Photo credit: Tom Gilson.

Fall colors are such a gift. And I am convinced it must have been intentional. Think of what they do for us in these days, when we know that winter is coming with its cold, icy biting days. We know the trees will soon be bare. And yet these hard days are heralded with such a glorious display! How can we be gloomy? Who could do anything but exult in it? Fall isn’t a transition, it’s a celebration.

Imagine how it might be if fall were different. What would it be like if, once the chlorophyll was cut off, what remained behind in every leaf were gray, or even black.

The chemistry did not make it so. That is the gift. I know skeptics will say that’s just the way the chemistry is. We’re lucky, that’s all. I say, then, we have been lucky in so many ways. It only adds to the growing list of our privileges as a species, the growing case that this world has been designed with us in mind, all the way down to its molecular constituents.

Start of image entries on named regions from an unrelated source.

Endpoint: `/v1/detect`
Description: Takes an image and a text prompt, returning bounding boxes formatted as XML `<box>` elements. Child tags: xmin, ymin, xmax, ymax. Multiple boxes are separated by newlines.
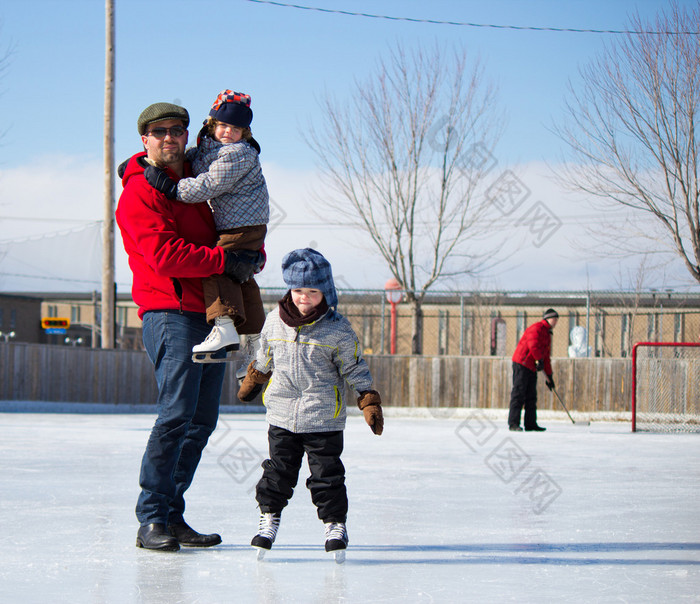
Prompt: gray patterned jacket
<box><xmin>255</xmin><ymin>308</ymin><xmax>372</xmax><ymax>432</ymax></box>
<box><xmin>177</xmin><ymin>136</ymin><xmax>270</xmax><ymax>231</ymax></box>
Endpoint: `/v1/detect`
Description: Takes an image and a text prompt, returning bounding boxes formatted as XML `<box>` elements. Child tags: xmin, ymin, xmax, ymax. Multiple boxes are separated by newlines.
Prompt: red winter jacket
<box><xmin>513</xmin><ymin>319</ymin><xmax>552</xmax><ymax>375</ymax></box>
<box><xmin>116</xmin><ymin>153</ymin><xmax>224</xmax><ymax>317</ymax></box>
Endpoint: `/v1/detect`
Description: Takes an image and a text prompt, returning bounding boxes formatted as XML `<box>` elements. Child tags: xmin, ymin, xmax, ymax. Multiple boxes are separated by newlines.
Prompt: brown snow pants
<box><xmin>202</xmin><ymin>225</ymin><xmax>267</xmax><ymax>334</ymax></box>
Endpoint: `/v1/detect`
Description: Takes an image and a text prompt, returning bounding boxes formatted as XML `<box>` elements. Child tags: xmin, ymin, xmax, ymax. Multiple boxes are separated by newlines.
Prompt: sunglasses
<box><xmin>146</xmin><ymin>126</ymin><xmax>187</xmax><ymax>139</ymax></box>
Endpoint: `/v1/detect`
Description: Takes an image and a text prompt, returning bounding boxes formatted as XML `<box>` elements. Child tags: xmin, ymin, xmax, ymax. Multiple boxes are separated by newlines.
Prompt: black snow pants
<box><xmin>255</xmin><ymin>426</ymin><xmax>348</xmax><ymax>522</ymax></box>
<box><xmin>508</xmin><ymin>362</ymin><xmax>537</xmax><ymax>430</ymax></box>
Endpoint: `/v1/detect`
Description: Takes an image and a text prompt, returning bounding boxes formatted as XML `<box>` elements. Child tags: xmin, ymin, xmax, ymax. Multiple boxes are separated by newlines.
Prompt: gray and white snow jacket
<box><xmin>255</xmin><ymin>307</ymin><xmax>372</xmax><ymax>432</ymax></box>
<box><xmin>177</xmin><ymin>136</ymin><xmax>270</xmax><ymax>231</ymax></box>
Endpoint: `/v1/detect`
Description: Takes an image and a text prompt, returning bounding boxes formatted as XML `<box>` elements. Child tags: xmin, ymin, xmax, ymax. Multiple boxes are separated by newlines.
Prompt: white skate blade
<box><xmin>332</xmin><ymin>549</ymin><xmax>345</xmax><ymax>564</ymax></box>
<box><xmin>192</xmin><ymin>350</ymin><xmax>236</xmax><ymax>363</ymax></box>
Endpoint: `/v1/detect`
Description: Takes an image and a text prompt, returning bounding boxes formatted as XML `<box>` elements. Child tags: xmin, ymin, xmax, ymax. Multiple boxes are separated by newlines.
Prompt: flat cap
<box><xmin>136</xmin><ymin>103</ymin><xmax>190</xmax><ymax>135</ymax></box>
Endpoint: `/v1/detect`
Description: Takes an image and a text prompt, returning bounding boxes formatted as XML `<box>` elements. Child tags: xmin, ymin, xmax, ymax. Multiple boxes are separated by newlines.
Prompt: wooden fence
<box><xmin>0</xmin><ymin>342</ymin><xmax>631</xmax><ymax>412</ymax></box>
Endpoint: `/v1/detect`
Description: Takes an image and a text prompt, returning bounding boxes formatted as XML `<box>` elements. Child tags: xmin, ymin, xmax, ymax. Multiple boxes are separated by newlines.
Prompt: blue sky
<box><xmin>0</xmin><ymin>0</ymin><xmax>700</xmax><ymax>290</ymax></box>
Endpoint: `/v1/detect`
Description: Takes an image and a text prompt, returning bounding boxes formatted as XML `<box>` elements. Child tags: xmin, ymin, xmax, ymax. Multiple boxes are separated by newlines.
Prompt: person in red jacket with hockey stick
<box><xmin>508</xmin><ymin>308</ymin><xmax>559</xmax><ymax>432</ymax></box>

Or the skeptic may say, there’s no luck involved; we’ve just evolved to enjoy it. They can say that all they want; I say it’s silly. Evolutionary theory tells us that organisms evolve according to what’s adaptive for them and the populations of which they are a part. But “adaptive” strictly means, that which supports successful reproduction. With some exceptions — spandrels, drift, and evolutionary ride-alongs or what have you, all essentially unrelated to what we’re interested in here — what that means is that evolution “looks for” what facilitates our having babies who will grow up and have babies will grow up and have babies. 

So is there something adaptive — adaptive in that sense, mind you — to the enjoyment of colors in such a wild mix of scarlets, oranges, greens, browns, and tans; and in our enjoying it at one particular time of the year? You can count me skeptical on that. I have real trouble seeing what that advantage might be. 

Does anyone really think it helps mates find each other in some way? Does anyone think that effect would be so powerful, it would spread throughout an entire population? 

But that view has a further implication: The glory isn’t in the trees. It isn’t out there, it’s inside. There is no beauty in the world; instead it’s only a matter of our internal, subjective impression — whose ultimate purpose is to help us have babies who will have babies. That’s all our experience of beauty is, if it’s merely an evolutionary adaptation.

So both the evolutionist and the proponent of intelligent design can look at the colors and say, “I am having an experience of beauty and I enjoy it.” The evolutionist cannot honestly and coherently say, however, “It’s glorious out there! The trees are beautiful!” 

But here as I am write this by dictation, I’m on a two-mile walk that goes mostly through woods near my home. These snapshots came from that walk. And the trees? They are indeed beautiful. We all say that, don’t we? It’s because we all know it’s true. The beauty is in the trees, where it belongs, where we all know it to be. It’s not just in some evolutionary adaptive subjective experience.

This is a gift, a most wonderful way to transition into winter. It could only be intentional.